At Turner Lim Orthodontists, patients often ask whether pacifiers can cause harm to their children. In this post, we address the concerns.

It’s only natural

The desire to suck is normal. After all, it’s how babies eat. Most babies lose the urge after about six months; however, some continue to comfort themselves.

But …

Problems can arise when the habit continues for too long. Pacifiers can affect tooth alignment if your child continues sucking after two to four years of age. The good news, though, is if your child ‘kicks the habit’ before her baby teeth start to fall out (around six or seven), it’s likely that her bite will correct itself.

Most dental professionals believe that a pacifier is better for a child than her thumb — simply because it’s easier to give up.

To be sure there is no lasting damage, it pays to limit your child’s pacifier time or even take it away after her first year.

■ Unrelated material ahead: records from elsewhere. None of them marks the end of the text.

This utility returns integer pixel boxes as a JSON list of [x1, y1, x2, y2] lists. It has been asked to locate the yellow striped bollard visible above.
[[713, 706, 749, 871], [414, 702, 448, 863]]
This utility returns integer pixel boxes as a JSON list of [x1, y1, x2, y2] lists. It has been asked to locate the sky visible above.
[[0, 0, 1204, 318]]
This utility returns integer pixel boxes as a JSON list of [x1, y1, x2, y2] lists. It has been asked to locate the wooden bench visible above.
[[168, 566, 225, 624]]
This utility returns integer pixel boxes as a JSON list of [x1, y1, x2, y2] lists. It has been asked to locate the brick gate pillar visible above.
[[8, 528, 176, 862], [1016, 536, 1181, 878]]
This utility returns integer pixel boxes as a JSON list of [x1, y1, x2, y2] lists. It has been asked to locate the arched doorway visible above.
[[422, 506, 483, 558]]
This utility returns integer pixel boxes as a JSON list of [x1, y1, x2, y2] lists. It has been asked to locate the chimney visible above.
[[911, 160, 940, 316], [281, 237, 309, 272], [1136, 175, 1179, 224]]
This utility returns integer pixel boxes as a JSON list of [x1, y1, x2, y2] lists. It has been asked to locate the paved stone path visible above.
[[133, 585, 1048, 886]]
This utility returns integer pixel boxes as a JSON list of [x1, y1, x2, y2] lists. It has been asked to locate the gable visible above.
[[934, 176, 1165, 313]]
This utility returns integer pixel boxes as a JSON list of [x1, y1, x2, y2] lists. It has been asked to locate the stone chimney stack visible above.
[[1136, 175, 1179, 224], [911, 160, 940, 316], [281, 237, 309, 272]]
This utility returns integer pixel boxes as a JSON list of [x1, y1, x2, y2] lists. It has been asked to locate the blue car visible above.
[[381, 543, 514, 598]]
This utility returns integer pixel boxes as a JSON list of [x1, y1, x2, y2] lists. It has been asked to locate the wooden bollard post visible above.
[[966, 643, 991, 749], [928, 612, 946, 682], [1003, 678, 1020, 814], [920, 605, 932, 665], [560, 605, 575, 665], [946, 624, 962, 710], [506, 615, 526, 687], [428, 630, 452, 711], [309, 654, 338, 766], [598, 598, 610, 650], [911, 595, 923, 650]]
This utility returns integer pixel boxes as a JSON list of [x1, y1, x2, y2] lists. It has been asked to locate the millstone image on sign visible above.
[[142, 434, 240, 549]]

What damage can a pacifier do?

Here are some of the negative effects of sucking a pacifier or thumb for too long:

  • Top front teeth can slope outwards, and bottom front teeth slope inwards.
  • The child’s upper and lower jaws can become misaligned.
  • The roof of the child’s mouth can become narrower.

Orthodontic pacifiers

To reduce any possible damage to your child’s teeth, consider getting an orthodontic pacifier. Research shows that they cause fewer bite problems than the traditional type.

With a nipple that is rounded at the top and flat at the bottom, an orthodontic pacifier supports the form of a baby’s growing palate and jaw. Like a mother’s nipple, it flattens in the mouth to provide a natural sucking action and create less pressure on gums and teeth.

orth-pacifier

An orthodontic pacifier

Where can you get one?

We don’t supply orthodontic pacifiers at Turner Lim. However, they are readily available from baby shops and some dentists.

5 Tips for giving up

If you feel it’s time for your child to give up her pacifier, here are five things you can try:

  1. Praise your child for not sucking her pacifier or thumb.
  2. Make her feel secure, so she doesn’t slip into old habits.
  3. Get your dentist or orthodontist to show your child what can happen if she doesn’t stop.
  4. Create a sticker chart to mark your child’s progress.
  5. Make sure the rest of your family backs you up.